Fond memories of a long career

The USS Nashville (CL-43) off Mare Island Navy Yard in California in 1942, shortly after escorting the Hornet (CV-8) and Lt. Col. James Doolittle and 16 Army B-25 bombers for their surprise bombing raid on Japan. Photo Courtesy of the Lotzgesell family

Back in World War II, Jim Lotzgesell was an aviator. He flew the OS2U Kingfisher seaplane off the stern catapult of the light cruiser USS Nashville (CL-23), or if the sea was relatively calm, off the water.

He survived plane wrecks, mid-air danger, kamikaze attacks and discovered a world of military might he’d never known, as well as a career and comrades he thoroughly enjoyed for more than 21 years.

First however, he had to decide which branch to go in.

Ensign James H. Lotzgesell Jr., 1943 Photo Courtesy of the Lotzgesell family

Lotzgesell, a native of Sequim, was going to the University of Washington when Japan’s attack on Dec. 7, 1941, catapulted the United States into World War II.
Like many young men, Lotzgesell wanted in.
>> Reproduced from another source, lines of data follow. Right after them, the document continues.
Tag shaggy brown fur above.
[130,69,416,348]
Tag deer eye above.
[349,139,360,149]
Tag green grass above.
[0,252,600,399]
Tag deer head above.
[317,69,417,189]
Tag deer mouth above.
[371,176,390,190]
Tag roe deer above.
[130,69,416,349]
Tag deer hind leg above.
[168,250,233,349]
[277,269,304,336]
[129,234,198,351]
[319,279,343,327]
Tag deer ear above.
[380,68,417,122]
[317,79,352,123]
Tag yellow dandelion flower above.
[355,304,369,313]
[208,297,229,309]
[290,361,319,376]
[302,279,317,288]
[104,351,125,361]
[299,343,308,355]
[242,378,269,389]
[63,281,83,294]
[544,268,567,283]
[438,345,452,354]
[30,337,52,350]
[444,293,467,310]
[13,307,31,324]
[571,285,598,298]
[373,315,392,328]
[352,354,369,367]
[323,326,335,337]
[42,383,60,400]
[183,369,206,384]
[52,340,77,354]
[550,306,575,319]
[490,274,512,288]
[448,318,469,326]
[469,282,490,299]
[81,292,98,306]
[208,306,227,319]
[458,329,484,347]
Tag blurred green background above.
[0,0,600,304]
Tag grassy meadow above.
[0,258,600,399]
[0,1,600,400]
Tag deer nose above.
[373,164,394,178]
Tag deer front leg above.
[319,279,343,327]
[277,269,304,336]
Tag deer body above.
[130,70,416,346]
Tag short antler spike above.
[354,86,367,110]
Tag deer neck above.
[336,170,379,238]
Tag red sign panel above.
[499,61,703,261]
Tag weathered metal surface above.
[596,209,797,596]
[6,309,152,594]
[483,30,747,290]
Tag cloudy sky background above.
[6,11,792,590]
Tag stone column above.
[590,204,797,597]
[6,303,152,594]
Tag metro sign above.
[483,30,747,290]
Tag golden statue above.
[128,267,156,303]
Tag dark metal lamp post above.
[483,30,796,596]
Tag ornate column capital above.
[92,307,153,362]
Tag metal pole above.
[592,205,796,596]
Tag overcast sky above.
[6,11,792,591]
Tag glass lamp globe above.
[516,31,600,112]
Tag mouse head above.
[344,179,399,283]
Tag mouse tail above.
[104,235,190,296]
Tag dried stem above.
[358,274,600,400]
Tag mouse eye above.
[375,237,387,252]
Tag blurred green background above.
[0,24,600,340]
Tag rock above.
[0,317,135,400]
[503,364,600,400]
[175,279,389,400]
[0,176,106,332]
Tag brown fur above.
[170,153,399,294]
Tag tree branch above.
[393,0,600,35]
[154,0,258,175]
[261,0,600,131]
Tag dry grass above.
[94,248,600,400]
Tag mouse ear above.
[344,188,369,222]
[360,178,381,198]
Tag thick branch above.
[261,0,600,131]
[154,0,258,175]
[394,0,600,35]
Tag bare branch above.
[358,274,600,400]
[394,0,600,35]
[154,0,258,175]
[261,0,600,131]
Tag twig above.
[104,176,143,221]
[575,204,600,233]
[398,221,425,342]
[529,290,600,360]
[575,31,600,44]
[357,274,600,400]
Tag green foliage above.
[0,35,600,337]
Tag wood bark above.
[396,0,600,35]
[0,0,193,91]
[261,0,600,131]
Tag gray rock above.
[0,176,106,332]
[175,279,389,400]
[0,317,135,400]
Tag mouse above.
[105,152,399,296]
He thought about the Marine Corps for a while but after talking with an old Navy chief, he decided  on the Navy.

“There was a war going on and I was afraid I was going to miss it,” Lotzgesell said.
Once he was officially in the Navy, it didn’t take long before he was aboard the USS Chester (CA-27), a heavy cruiser. For five months he traveled with Task Force 94 to Adak Island in the Aleutians, bombing Matsuwa and Paramushiru in the Kuril Island chain.

Lotzgesell remembers when they bombed Paramushiru in heavy fog.

“The fog was so thick that we were in a line of U.S. ships and one almost came up our stern. We bombed their airfields and we could hear the Japanese planes above us but the fog was so thick they couldn’t see to drop their bombs. They never did.”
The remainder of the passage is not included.